Apple Vision Pro — Fundamental Capabilities & Usecases

Varun Torka
Technology & Product
7 min readApr 9, 2024
Photo by Igor Omilaev on Unsplash

Let’s face it, the Apple Vision Pro has been dissected by tech gurus far and wide. You’ve likely seen countless reviews and analyses already. So for you, the reader, I am not sure if any of this will be new. This is about me tickling my own curiosity and forming my point of view on the matter.

Since this is Apple, to make it worth their time, and considering the investment & long gestation period needed for a device like this to market, they must see a potential total addressable market (TAM) of > $10B, if not >$100B. To have a TAM of this magnitude, we need to assume they’re thinking of this as a multi-purpose computing platform. A computing platform with multiple broad use cases, and not just narrow specializations. More like an iPhone rather than more focused products like the Apple Watch or AirPods.

Features & Capabilities

So, the big question is: how do we interact with a brand-new computing platform built for a 3D world? Let’s dive into the features and capabilities that are crucial for this interface.

1. Pointing & Clicking

For a 3D space, we’re still figuring out the right set of controls. Point & click is fundamental to most graphical interfaces, and it’d be even more important in the 3D space with objects at a distance.

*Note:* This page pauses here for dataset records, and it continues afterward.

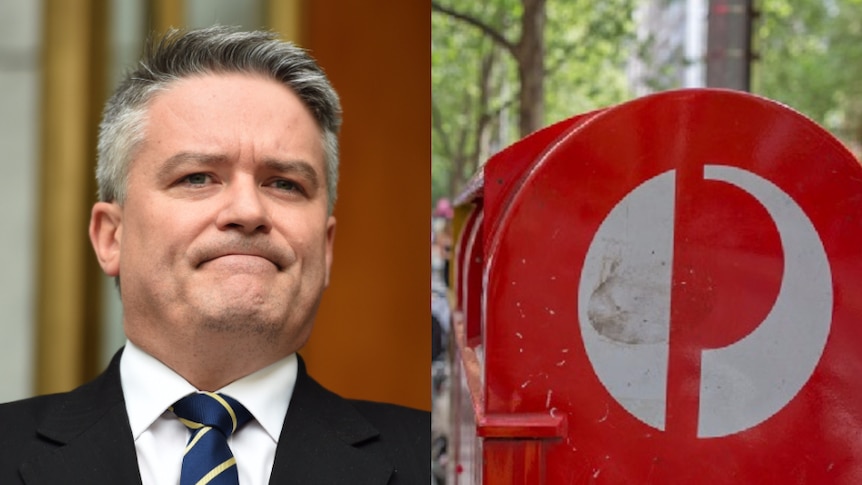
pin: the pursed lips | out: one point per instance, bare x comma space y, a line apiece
238, 255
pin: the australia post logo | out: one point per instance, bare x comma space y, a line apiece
624, 306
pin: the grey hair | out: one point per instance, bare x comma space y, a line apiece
213, 50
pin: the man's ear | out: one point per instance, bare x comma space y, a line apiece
105, 234
330, 241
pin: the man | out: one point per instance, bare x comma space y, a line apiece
217, 170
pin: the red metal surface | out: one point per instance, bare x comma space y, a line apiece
678, 279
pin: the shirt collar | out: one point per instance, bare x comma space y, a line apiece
150, 387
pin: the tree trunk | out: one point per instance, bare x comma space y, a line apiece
531, 67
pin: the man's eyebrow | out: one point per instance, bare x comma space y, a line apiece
169, 166
303, 168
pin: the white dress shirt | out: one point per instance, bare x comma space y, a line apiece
150, 387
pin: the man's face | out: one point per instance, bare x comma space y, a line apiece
224, 230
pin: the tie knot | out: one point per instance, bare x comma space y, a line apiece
210, 409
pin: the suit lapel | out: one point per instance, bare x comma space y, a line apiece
322, 440
90, 427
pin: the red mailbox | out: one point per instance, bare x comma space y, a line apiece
667, 291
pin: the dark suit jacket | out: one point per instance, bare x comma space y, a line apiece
83, 437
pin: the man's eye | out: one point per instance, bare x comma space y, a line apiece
287, 185
197, 179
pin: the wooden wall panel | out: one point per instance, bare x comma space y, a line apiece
372, 337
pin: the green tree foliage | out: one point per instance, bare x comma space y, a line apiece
810, 57
476, 82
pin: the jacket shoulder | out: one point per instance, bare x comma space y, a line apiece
405, 436
20, 439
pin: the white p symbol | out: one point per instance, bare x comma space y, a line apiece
624, 311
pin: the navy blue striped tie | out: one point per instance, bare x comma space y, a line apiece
212, 418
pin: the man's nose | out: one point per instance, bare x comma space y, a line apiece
244, 209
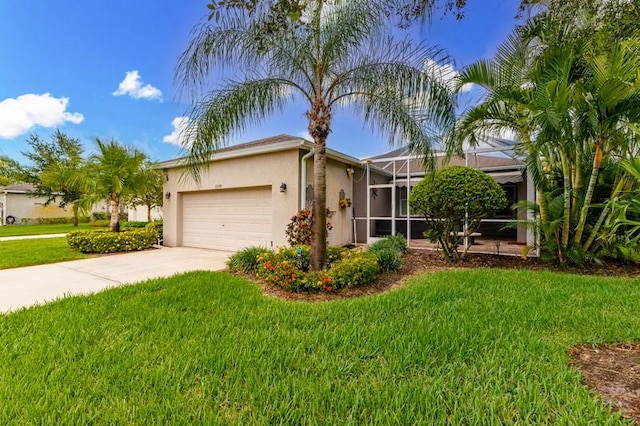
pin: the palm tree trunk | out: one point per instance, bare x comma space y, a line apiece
597, 159
603, 215
319, 207
75, 209
566, 213
115, 207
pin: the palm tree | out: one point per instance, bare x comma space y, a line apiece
570, 104
116, 174
343, 57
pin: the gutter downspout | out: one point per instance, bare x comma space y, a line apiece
303, 178
4, 209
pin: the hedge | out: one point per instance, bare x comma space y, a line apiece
102, 241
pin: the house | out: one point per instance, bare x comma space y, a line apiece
248, 194
18, 206
381, 199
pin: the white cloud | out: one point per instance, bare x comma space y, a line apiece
19, 115
448, 73
181, 132
133, 86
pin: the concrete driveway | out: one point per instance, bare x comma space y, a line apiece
23, 287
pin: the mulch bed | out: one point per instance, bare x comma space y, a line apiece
611, 370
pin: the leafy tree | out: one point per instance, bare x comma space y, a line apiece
282, 15
453, 201
343, 57
573, 106
150, 194
58, 171
117, 174
10, 171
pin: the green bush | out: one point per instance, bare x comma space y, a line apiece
134, 225
355, 269
58, 220
394, 242
275, 268
100, 224
286, 269
246, 260
100, 216
100, 241
451, 197
389, 259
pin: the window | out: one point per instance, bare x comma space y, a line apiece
511, 192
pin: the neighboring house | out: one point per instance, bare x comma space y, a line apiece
17, 204
249, 192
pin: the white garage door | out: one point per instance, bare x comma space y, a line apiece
227, 219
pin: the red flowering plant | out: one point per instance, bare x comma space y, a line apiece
299, 229
275, 269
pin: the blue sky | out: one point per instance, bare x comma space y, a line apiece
105, 69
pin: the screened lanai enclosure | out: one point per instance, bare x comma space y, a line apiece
381, 198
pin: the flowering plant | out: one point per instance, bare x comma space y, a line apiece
299, 229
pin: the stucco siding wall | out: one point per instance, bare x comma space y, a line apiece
269, 169
23, 206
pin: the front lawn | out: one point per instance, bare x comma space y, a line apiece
17, 253
59, 228
458, 347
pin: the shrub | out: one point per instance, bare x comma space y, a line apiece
389, 259
57, 220
276, 269
100, 224
100, 216
450, 197
356, 268
288, 267
246, 260
394, 242
316, 281
99, 241
299, 229
134, 225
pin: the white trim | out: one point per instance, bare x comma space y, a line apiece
262, 149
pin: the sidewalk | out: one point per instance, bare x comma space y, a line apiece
32, 237
31, 285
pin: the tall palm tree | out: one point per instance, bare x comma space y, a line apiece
116, 175
570, 103
343, 57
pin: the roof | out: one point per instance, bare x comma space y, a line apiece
482, 162
20, 188
262, 146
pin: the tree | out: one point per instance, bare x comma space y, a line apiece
10, 171
282, 15
117, 175
58, 171
150, 194
342, 57
571, 103
453, 201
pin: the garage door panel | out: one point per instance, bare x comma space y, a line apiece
227, 220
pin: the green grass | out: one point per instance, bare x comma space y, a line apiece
458, 347
19, 230
37, 251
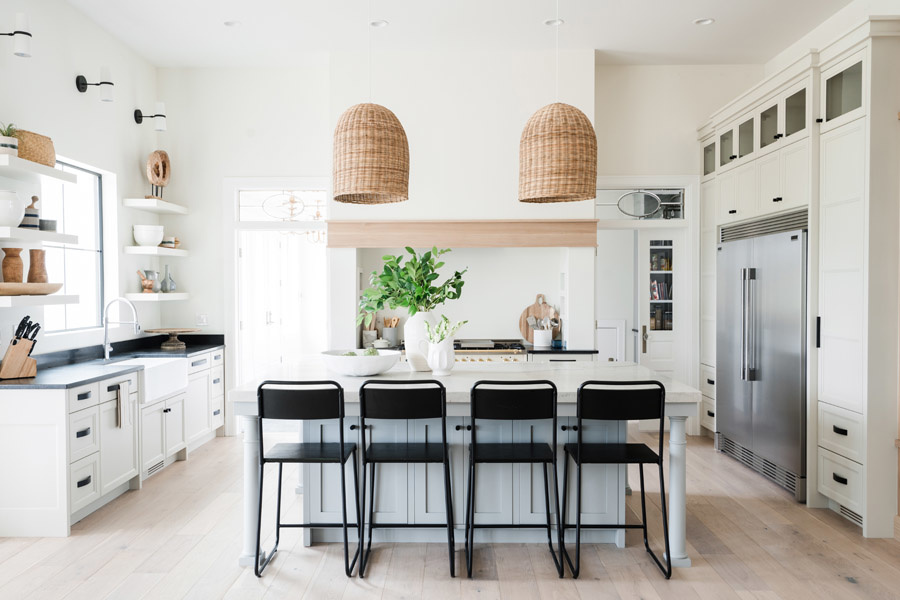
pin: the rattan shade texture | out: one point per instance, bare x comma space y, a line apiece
558, 156
371, 156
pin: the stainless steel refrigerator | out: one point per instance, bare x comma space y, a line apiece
761, 355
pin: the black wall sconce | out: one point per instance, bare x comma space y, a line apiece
159, 119
105, 84
21, 37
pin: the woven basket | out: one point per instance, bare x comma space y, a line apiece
36, 148
371, 157
558, 156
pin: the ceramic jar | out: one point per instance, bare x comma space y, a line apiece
414, 341
12, 208
37, 268
12, 266
441, 357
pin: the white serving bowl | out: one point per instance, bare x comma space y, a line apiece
148, 235
360, 366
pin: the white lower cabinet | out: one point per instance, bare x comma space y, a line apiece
197, 412
119, 450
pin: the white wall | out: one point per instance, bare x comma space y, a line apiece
646, 116
39, 94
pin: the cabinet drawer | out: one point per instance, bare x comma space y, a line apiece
708, 414
217, 382
840, 431
84, 482
82, 397
840, 479
84, 433
218, 412
110, 387
708, 381
199, 362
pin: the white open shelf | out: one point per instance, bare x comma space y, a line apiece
10, 235
154, 251
29, 171
141, 297
12, 301
155, 205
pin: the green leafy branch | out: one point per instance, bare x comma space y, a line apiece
411, 285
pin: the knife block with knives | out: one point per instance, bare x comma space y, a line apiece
17, 362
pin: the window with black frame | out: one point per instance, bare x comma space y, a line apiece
77, 209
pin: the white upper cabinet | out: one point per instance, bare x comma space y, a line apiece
843, 92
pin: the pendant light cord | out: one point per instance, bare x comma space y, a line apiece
558, 25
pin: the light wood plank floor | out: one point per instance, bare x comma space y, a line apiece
180, 536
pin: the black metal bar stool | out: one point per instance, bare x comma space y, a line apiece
513, 401
617, 401
403, 400
300, 401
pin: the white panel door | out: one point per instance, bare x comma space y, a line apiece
119, 446
842, 266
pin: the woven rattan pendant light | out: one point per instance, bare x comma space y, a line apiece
557, 151
371, 152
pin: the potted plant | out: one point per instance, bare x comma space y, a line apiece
440, 345
411, 284
9, 143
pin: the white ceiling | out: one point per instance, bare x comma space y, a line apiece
177, 33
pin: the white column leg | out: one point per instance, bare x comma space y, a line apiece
677, 485
251, 489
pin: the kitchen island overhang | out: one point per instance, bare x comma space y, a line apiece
404, 496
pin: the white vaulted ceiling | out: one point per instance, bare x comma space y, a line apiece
273, 32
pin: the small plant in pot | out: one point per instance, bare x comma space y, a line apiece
411, 284
440, 345
9, 143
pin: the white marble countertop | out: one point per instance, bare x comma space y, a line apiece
566, 376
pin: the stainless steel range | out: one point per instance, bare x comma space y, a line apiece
471, 350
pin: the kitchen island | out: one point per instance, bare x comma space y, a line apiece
507, 493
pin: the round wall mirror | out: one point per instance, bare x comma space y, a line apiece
639, 203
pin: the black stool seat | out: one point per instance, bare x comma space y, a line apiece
309, 453
401, 453
612, 454
513, 453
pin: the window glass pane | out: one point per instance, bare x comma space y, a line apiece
76, 208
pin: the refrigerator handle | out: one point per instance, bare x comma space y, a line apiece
744, 315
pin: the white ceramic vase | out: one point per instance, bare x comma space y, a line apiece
9, 145
441, 357
12, 208
415, 342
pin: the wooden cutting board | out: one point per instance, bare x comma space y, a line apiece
538, 310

The way the pointer works can be in several ways though. It can be through something I’m doing with my own body, it could just be through something I hold. Apple seems to have gone with the former more difficult approach, leveraging a user’s eyes & fingers. Oculus with the latter.

Apple has gone for a very new approach wherein your eyes themselves are the pointers, and the click is through the index finger & thumb touching each other. While I haven’t had the opportunity to try this myself, it sounds very cool & very sci-fi. It might be quite intuitive as well. But not having tried it I can’t help but think that it is also a bit unnatural. My hands constantly do stuff without my eyes monitoring everything that needs to happen. I’d rather the controls be my hands & my eyes be involved in planning, a few steps ahead. Here, the eyes seem attached to the specific things that need doing, which is very different from how we normally operate.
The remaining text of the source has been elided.